To safeguard your organisation, it’s essential to follow best practices in cybersecurity:

  1. Offsite Backups: Regularly back up your critical data to offsite locations. In the event of a ransomware attack, secure backups will ensure that you can restore your systems without paying the ransom.
  1. Keep Security Solutions Updated: Ensure your antivirus software and all security solutions are up to date. Regularly install the latest security patches to close vulnerabilities that Qilin or other ransomware can exploit. 
  1. Network Segmentation to Limit Lateral Movement: Restrict an attacker’s ability to move laterally across your network through proper network segmentation. This will isolate critical systems and limit the spread of ransomware. 
  1. Use Strong Passwords and Multi-Factor Authentication: Protect sensitive data and accounts with strong, unique passwords.
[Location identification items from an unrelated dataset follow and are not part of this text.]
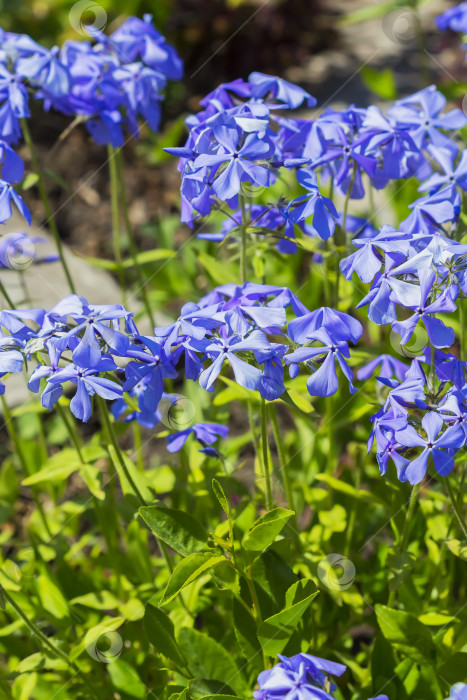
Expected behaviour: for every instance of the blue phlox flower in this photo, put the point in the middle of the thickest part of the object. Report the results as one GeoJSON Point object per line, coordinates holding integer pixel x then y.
{"type": "Point", "coordinates": [97, 321]}
{"type": "Point", "coordinates": [88, 383]}
{"type": "Point", "coordinates": [9, 196]}
{"type": "Point", "coordinates": [454, 18]}
{"type": "Point", "coordinates": [404, 395]}
{"type": "Point", "coordinates": [340, 326]}
{"type": "Point", "coordinates": [45, 69]}
{"type": "Point", "coordinates": [238, 160]}
{"type": "Point", "coordinates": [138, 39]}
{"type": "Point", "coordinates": [291, 95]}
{"type": "Point", "coordinates": [422, 114]}
{"type": "Point", "coordinates": [454, 173]}
{"type": "Point", "coordinates": [12, 166]}
{"type": "Point", "coordinates": [219, 351]}
{"type": "Point", "coordinates": [382, 135]}
{"type": "Point", "coordinates": [300, 677]}
{"type": "Point", "coordinates": [314, 204]}
{"type": "Point", "coordinates": [390, 450]}
{"type": "Point", "coordinates": [429, 212]}
{"type": "Point", "coordinates": [440, 335]}
{"type": "Point", "coordinates": [193, 322]}
{"type": "Point", "coordinates": [321, 359]}
{"type": "Point", "coordinates": [435, 445]}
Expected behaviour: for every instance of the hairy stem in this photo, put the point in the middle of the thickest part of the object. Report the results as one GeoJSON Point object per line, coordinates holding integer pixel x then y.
{"type": "Point", "coordinates": [50, 221]}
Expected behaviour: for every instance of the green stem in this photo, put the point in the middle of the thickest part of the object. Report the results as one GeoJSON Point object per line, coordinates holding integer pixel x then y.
{"type": "Point", "coordinates": [121, 460]}
{"type": "Point", "coordinates": [46, 202]}
{"type": "Point", "coordinates": [14, 437]}
{"type": "Point", "coordinates": [340, 238]}
{"type": "Point", "coordinates": [462, 330]}
{"type": "Point", "coordinates": [45, 641]}
{"type": "Point", "coordinates": [456, 507]}
{"type": "Point", "coordinates": [283, 464]}
{"type": "Point", "coordinates": [402, 546]}
{"type": "Point", "coordinates": [243, 248]}
{"type": "Point", "coordinates": [71, 432]}
{"type": "Point", "coordinates": [114, 197]}
{"type": "Point", "coordinates": [138, 445]}
{"type": "Point", "coordinates": [104, 412]}
{"type": "Point", "coordinates": [265, 452]}
{"type": "Point", "coordinates": [6, 296]}
{"type": "Point", "coordinates": [131, 238]}
{"type": "Point", "coordinates": [353, 512]}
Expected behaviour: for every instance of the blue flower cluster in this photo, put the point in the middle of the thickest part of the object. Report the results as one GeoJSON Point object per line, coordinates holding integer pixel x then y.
{"type": "Point", "coordinates": [256, 329]}
{"type": "Point", "coordinates": [300, 677]}
{"type": "Point", "coordinates": [241, 141]}
{"type": "Point", "coordinates": [109, 85]}
{"type": "Point", "coordinates": [416, 276]}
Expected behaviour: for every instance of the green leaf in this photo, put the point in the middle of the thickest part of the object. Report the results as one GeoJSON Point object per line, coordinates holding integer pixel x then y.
{"type": "Point", "coordinates": [208, 659]}
{"type": "Point", "coordinates": [188, 570]}
{"type": "Point", "coordinates": [57, 468]}
{"type": "Point", "coordinates": [451, 669]}
{"type": "Point", "coordinates": [101, 600]}
{"type": "Point", "coordinates": [137, 476]}
{"type": "Point", "coordinates": [177, 529]}
{"type": "Point", "coordinates": [371, 12]}
{"type": "Point", "coordinates": [51, 597]}
{"type": "Point", "coordinates": [265, 530]}
{"type": "Point", "coordinates": [381, 83]}
{"type": "Point", "coordinates": [218, 273]}
{"type": "Point", "coordinates": [245, 632]}
{"type": "Point", "coordinates": [125, 678]}
{"type": "Point", "coordinates": [221, 497]}
{"type": "Point", "coordinates": [275, 631]}
{"type": "Point", "coordinates": [406, 634]}
{"type": "Point", "coordinates": [205, 688]}
{"type": "Point", "coordinates": [348, 489]}
{"type": "Point", "coordinates": [160, 630]}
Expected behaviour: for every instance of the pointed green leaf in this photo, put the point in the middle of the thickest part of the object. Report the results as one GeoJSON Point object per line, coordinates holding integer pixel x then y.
{"type": "Point", "coordinates": [275, 632]}
{"type": "Point", "coordinates": [177, 529]}
{"type": "Point", "coordinates": [188, 570]}
{"type": "Point", "coordinates": [160, 630]}
{"type": "Point", "coordinates": [265, 530]}
{"type": "Point", "coordinates": [208, 659]}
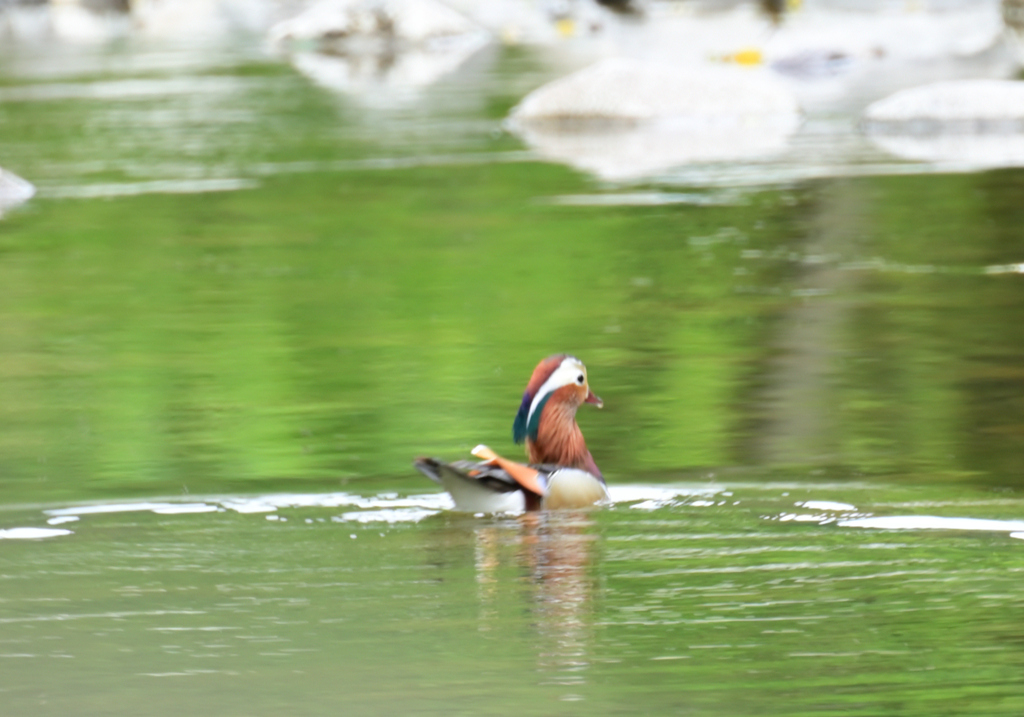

Enable MFA wherever possible to add an extra layer of security.
  1. Encrypt Sensitive Data: Implement data encryption to protect sensitive information, making it harder for attackers to access or exploit even if they breach your system.
  1. Reduce Your Attack Surface: Disable unnecessary services and features within your organisation to minimise the attack surface that cybercriminals can exploit. 
  2. Educate Your Staff: Provide ongoing cybersecurity training for employees. Educating your staff about phishing, social engineering, and ransomware tactics will reduce the risk of human error leading to a breach.